Sunday, January 24, 2010

Snickers Gap to Keys Gap--14 miles on the VA/WV Appalachian Trail

Yesterday, we hiked 14 miles, mostly on the Appalachian Trail (AT), near Harpers Ferry, West Virginia.  The weather forecast for the day was sunny and 40 degrees - perfect for winter hiking.  Although snow had been forecast on Thursday, on the drive up to Keys Gap, it didn't look like the area received more than a dusting.  At Key's Gap, though, the trees and the parking lot were covered in ice.  We met our friend there just after nine, climbed in her car and headed south to Snickers Gap, where we met up with another friend.  The Snickers Gap parking lot condition was similar, giving me the opportunity to take a few pictures before we even got started on the trail.
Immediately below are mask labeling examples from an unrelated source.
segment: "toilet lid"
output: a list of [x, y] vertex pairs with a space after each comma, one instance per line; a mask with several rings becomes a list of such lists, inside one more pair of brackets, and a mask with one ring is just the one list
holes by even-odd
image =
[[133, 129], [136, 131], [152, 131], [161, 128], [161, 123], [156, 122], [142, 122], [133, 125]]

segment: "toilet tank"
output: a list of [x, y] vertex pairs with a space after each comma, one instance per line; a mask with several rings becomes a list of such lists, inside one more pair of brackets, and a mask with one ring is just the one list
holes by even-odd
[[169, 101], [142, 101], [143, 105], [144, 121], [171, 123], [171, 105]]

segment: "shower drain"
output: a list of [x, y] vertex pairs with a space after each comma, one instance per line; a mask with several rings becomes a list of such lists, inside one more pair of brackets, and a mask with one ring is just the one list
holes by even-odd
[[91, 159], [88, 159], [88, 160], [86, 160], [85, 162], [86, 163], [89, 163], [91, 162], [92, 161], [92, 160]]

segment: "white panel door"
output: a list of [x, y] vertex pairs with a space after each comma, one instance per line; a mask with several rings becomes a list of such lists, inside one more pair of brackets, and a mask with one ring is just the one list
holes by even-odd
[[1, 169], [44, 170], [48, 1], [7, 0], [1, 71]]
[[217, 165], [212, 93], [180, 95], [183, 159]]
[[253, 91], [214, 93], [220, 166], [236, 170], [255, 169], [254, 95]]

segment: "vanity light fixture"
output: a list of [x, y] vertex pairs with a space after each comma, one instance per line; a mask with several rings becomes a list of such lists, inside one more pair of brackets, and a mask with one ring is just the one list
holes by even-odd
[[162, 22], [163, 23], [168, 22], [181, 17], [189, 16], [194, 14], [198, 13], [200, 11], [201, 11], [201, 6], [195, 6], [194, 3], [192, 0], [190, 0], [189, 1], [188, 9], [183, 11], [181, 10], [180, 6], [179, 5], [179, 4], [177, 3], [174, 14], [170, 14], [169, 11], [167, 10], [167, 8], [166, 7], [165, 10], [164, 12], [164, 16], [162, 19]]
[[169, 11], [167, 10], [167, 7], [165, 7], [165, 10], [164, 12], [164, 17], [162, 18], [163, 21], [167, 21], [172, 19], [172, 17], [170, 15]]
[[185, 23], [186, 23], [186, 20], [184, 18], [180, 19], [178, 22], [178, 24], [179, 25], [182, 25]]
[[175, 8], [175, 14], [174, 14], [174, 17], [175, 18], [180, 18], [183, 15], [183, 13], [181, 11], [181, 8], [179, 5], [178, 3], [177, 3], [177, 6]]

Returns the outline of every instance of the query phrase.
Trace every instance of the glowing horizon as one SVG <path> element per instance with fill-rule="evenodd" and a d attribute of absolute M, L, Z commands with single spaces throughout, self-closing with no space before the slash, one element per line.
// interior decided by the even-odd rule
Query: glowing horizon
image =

We had to walk a short way down highway seven to get to the Appalachian Trail.  We made a right turn onto the trail and started walking towards our car, 13.5 miles north.  The trail was covered in about an inch of ice and old snow, making my microspikes useful once again.  The trees were all coated in a few millimeters of ice, making them shine in the bright sun. The first part of the hike is somewhat hilly, with a couple of quick up and downs.  We crossed a couple of old rock slides that had streams running under them.  It is pretty neat to stand on what appears to be a dry pile of rocks and hear a fairly large stream flowing under your feet.  We took a break for lunch at Crescent Rocks, where we met a Boy Scout troop hiking in preparation for Philmont.  It was warm enough in the sun to sit without putting on an extra jacket.  Looking out over the valley, the forest shone silver from the ice.  

After lunch, we picked up the pace a little and made our way along the ridgeline to the junction with the trail to the Blackburn Trail Center, 7.5 miles from where we started.  On our way we ran into a Potomac Appalachian Trail Club (PATC) trail maintainer out to clear blowdowns. We took the time to thank him for the hard work that he does.  Around 1:30 p.m., we arrived at the Trail Center, a hostel, shelter, and campground all rolled into one a quarter of a mile below the AT.  There were some younger boy scouts at the shelter who offered to cook us lunch and seemed rather disappointed when we said we had already eaten.  Apparently, they were working on their cooking badges.

Back on the AT, we had six more miles to go.  The ice had melted off most of the trees and the snow was melting on the south-facing slopes of the hills, but the north slopes were still covered in solid ice.  We took another quick break at David Lesser Shelter, which is one of the nicer trail shelters that I have seen.  We ran into two more PATC volunteers who were the maintainers for that shelter.  Again, many thanks to the volunteers that do the hard work to keep trails and facilities open.

We made it back to our car in 6 hours and 45 minutes.  Considering the ice and the distance, not a bad day at all.

Ice-covered branches in the Snickers Gap parking lot.
Grass coated with ice.
Mountain Laurel leaves coated with ice.
Ice covered trees in an old rock slide.
Crossing into West Virginia.
The ice makes the forest look like it is made out of crystal.  Crescent Rocks.
A frozen twig.
The Appalachian Trail.
A frozen pond near Route 9.


  1. Thanks for your blog entry. I'm attempting my first trek hiking between Blackburn and Snicker's Gap. You answered my question about how long it might take.

  2. Thanks for the intel! I'll be doing this section in reverse next month.